Let $X$ be a cadlag stochastic process. If $X$ is continuous, then I already know that
$\inf\{t\geq 0: X_t \in C\}$ is a stopping time whenever $C$ is closed in $\mathbb{R}$. What if $X$ is only cadlag? (For every $\omega$)?
Furthermore, in the notes here: http://www.statslab.cam.ac.uk/~beresty/teach/StoCal/sc3.pdf I am having trouble surrounding defn 3.8 and the line before it on p. 39. For the line before it, here is a seemingly legal cadlag adapted process which is necessarily previsible, but not locally bounded. I take my favorite unbounded RV, and the process is constantly equal to that RV. Same objection to the idea in defn 3.8 that $M^{{S'}_n}$ is $L^2$ bounded. (I am mentally removing all the a.s.. Some of them are meaningful but seemingly unnecessary, but some of them are in the presence of no probability measure, such as the second one in defn 3.7)

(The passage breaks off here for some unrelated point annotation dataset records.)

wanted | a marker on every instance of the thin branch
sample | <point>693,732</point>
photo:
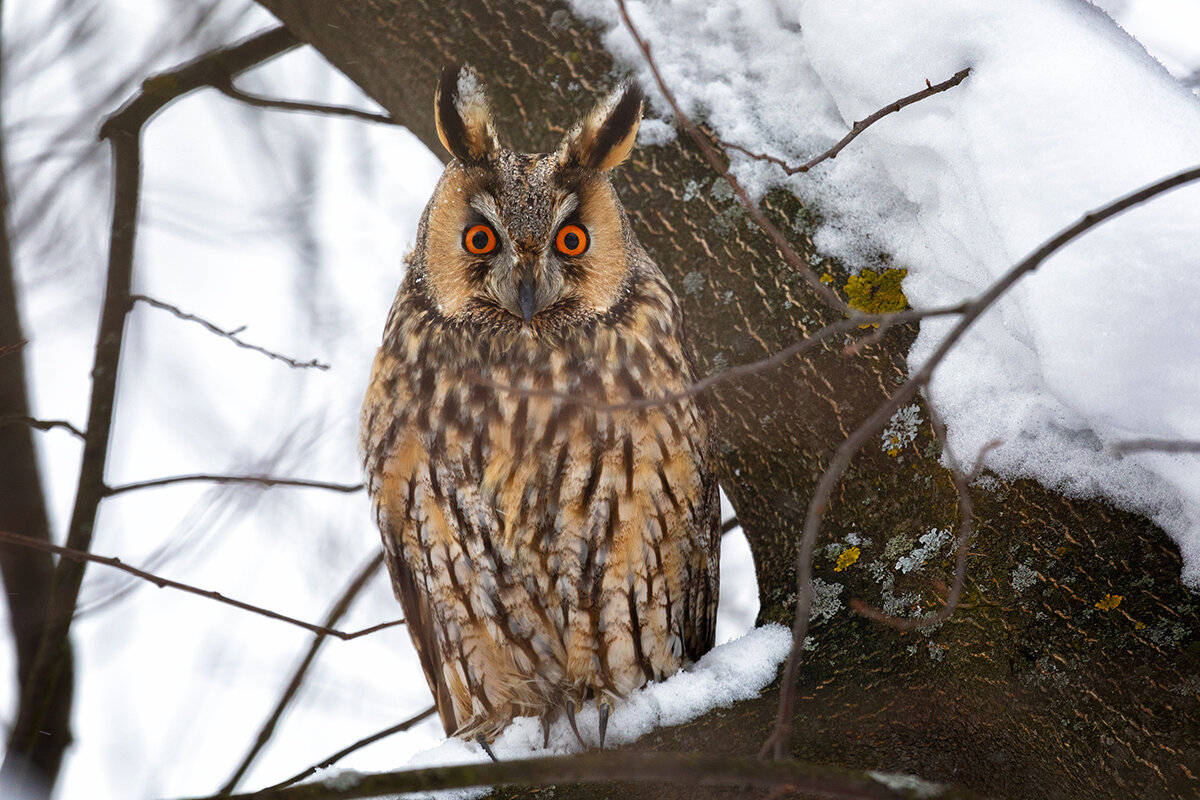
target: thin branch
<point>733,373</point>
<point>258,101</point>
<point>228,335</point>
<point>257,480</point>
<point>697,769</point>
<point>42,425</point>
<point>359,745</point>
<point>79,557</point>
<point>862,125</point>
<point>1153,445</point>
<point>123,130</point>
<point>333,618</point>
<point>715,161</point>
<point>777,743</point>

Possibly being obscured by the problems before this point, I am having trouble making sense of equation (3.44). The result of the integral is technically an equivalence class of indistinguishable processes. So is he defining the whole process at once up to indistinguishability, and then recovering the slices for a fixed $t$ by evaluating into $L^2$ equivalence classes?
An answer to any subset of these is appreciated.